There’s been little activity off Orange County, and San Diego has been quiet, he said.
There may be different types of sharks showing up, such as tiger, bull sharks and smooth hammerheads, Lowe said.
“These are species that we are not used to, they follow the warm water up,” he said. “So these are things that people in Southern California just aren’t used to, but we want to prepare them for what’s potentially coming.”
Celebrating survival
Korcsmaros was joined on her 10th anniversary swim by Steve Robles, a Belmont Shores swimmer who was bitten by a shark 12 years ago off Manhattan Beach Pier, as well as friends and lifeguards who came out to support.
“Just go forward and face your fears, head on. Just overcome it,” said Robles.
A few years ago did his own 15-mile swim off the Channel Islands, he said. “That was, for me, kind of to prove to myself: I can still do this.”
He, too, has learned much about sharks following his attack.
“There’s sharks everywhere,” he said. “You have to understand shark behavior. They aren’t after us. We’re not part of their menu.”
Instead of fearing sharks, Korcsmaros joined forces with Shark Stewards, a nonprofit that protects and educates the public about shark species, often joining public speaking engagements, with a large one planned on Sept. 10 at the Sports Basement in Long Beach.
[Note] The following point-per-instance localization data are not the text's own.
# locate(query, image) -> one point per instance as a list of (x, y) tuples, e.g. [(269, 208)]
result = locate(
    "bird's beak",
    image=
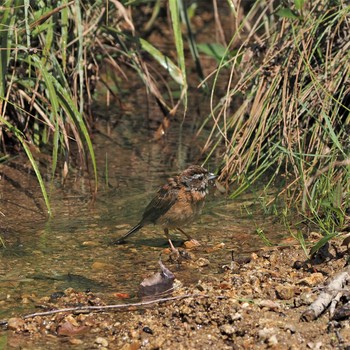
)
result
[(212, 176)]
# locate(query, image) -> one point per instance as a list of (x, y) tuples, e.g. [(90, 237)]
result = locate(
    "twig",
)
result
[(325, 298), (82, 309)]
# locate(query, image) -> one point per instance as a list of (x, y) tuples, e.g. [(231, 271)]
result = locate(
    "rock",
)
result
[(313, 280), (75, 341), (227, 329), (101, 341), (101, 266), (269, 304), (15, 323), (201, 262), (266, 333), (285, 292), (272, 341)]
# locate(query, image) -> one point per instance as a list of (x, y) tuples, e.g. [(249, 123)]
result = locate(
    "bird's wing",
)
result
[(160, 204)]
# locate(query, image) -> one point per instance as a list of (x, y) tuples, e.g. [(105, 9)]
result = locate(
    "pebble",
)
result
[(101, 266), (227, 329), (285, 292), (313, 280), (201, 262), (101, 341), (15, 323)]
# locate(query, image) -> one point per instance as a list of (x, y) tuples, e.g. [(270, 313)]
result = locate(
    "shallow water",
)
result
[(73, 249)]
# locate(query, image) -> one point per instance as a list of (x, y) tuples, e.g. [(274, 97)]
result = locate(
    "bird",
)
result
[(177, 203)]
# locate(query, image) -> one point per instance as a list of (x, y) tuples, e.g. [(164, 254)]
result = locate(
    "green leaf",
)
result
[(34, 164), (299, 4), (287, 13), (164, 61), (214, 50)]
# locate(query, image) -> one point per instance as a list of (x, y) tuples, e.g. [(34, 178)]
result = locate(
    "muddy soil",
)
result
[(256, 302)]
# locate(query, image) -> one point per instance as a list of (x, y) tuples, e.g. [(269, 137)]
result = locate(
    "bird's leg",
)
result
[(166, 232), (194, 241)]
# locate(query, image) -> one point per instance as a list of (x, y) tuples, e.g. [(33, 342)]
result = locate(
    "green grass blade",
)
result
[(176, 23), (20, 138)]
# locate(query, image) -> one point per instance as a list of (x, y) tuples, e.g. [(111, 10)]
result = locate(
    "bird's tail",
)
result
[(122, 239)]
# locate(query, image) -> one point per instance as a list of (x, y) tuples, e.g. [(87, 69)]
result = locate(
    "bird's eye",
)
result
[(198, 176)]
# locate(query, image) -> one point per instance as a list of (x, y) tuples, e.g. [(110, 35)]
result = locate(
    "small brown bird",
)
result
[(177, 203)]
She often tells people: Just because it happened to me, doesn’t mean it’s going to happen to you.
And if it does, stay calm.
“If I had panicked and swam to shore or did something different, if I hadn’t raised my arm and called for help, screamed out loud, they may not have noticed me, come over and checked on me,” she said.
Korcsmaros believes the shark misidentified her as prey.
“They don’t have a knife and fork; they have teeth,” she said. “They have to investigate, bite and figure it out.”
The biggest advice: Always be aware of where you are swimming and what’s around you.
“If you see a shark, back away and get out of the water and tell a lifeguard,” Korcsmaros said. “And don’t swim alone.”